Video game "boss"

Where the Heck Did the First Video Game “Boss” Come From?

You know the feeling well. You’ve been tearing through a campaign on your console for the last three hours. Your avatar has hacked and slashed, stealthily insurrected, solved convoluted environmental puzzles, all to come to a large door. You have the key. You open it. Your gut tightens as the door opens. Your avatar walks in. There, standing on the opposite side of the octagonal deathbox, is a boss. It may be a woman, it may be a man. It may be a mech, or a dragon, or even a giant hand.

One Thing Is Certain – It Was Designed to Ruin Your Day

But how did the boss first come to be? What was its first incarnation? And where? And when? It took many days lurking on chatrooms before I could definitively say, but now I believe I have the answer. I began my search as would anyone – I googled the hell out of it. After pouring over page after page about the first instance of its usage in video games, I was drawn to nearly as many varying conclusions. One thing I unexpectedly learned is the origin of the word itself, which has nothing to do with video games or gaming culture but is interesting nonetheless.

Apparently boss stems from the dutch word “baes,” which originally was synonymous with “uncle” but gradually grew to mean master. Interesting too that this change in meaning and adaptation into English began in New York of all places, the proverbial boss capital of the world. But I digress.

I was first led to the December 1983 edition of Joystick magazine, a defunct gaming publication that wrote “Take a wild shot in Galaga– you might fire (at) the Boss.” Essentially, the boss was the alien in Galaga that took two shots to kill, rather than the usual one. Not much as far as bosses go, also not early enough that I could be certain. More research lent to the opinion that Boss was in fact simply the name of the type of Galaga enemy, as in, Red, Blue, and Boss. I went back to the drawing board.

Galaga, video game "boss"
not sure which is which, but one of the weird insects at the top is a boss – allegedly.

The First Real Boss?

There was a contingent of internet-dwelling fact-finders who swore that the first real instance of “bosses” was in the original Metroid, released in August of 1986. The avatar, Samus Aran, is forced to contend with bosses in order to advance the story and plot, as well as to increase the characters health, weapons and abilities. Yet this is 1986. Certainly going in the wrong direction.
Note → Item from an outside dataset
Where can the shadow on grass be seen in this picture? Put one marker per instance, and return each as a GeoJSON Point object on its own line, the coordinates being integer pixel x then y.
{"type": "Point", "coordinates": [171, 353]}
Ridley, metroid, video game "boss"
The purple thing is Ridley, one of the bosses in Metroid.

1980’s Phoenix was a real contender for a while. It was early, and it was perhaps the first game to feature a large mothership to defeat, separate from the natural flow of the game. It was a singular, difficult obstacle to overcome. That fits the criteria pretty well. But there had to be something older, something more concrete still out there. I kept looking, but kept Phoenix in my back pocket.

Then It Came to Me – Sweet Enlightenment

On the PLATO system, a precursor to video game formats like Atari and NES, I stumbled upon the world’s very first boss. In 1975. It was a dragon, and it guarded an orb. You can understand its inception best from the words of the developer of the dnd program best, found on an obscure Wikipedia talk page:

“So, then we said, “Hey, what if the player had to ‘bring out an orb’?” And then we said, “Yeah, but if the orb is worth anything, then something really neat has to defend it.” So, we put the orb into a “treasure room” and decided to stack a bunch of smaller monsters on top of a really big monster in the treasure room directly in front of “the orb”. The character had to defeat 30 smaller monsters before confronting the “Golden Dragon”–a monster with probably 1,000,000 hit points. If he defeated the Golden Dragon, then he got the orb. He would then have to fight his way out of the dungeon.”

The orb, golden dragon, plato system, video game "boss"
Talk about using your imagination.

Behold the humble, almost inconsequential beginning of a trend that has defined video games for the last thirty years. A golden dragon guarding an orb. Almost mythic really. You don’t need much more context than that.

But as seemingly innocuous as it is, like many things stemming from popular culture, inception of an idea is not usually a single event, not the brainchild of a solitary genius locked away in a room, waiting for an “eureka!” moment. It’s not, in the end, about finding the first boss. Rather, its about understanding that the discovery and implementation of a boss was a gradual movement, a development that cannot be paired down with too much accuracy. And it’s about the nature of the boss, as it exists in our culture. The boss is a manifestation of the fixed challenges that we are forced to contend with in our own lives. They represent insurmountable odds that we have no choice but to do battle with. Things like mortality, like storms, like loss. How we challenge them is up to us. But we know that we must face them. Therein lies one of the fundamental aspects of the nobility of the human spirit. That, more than anything, is its lasting legacy.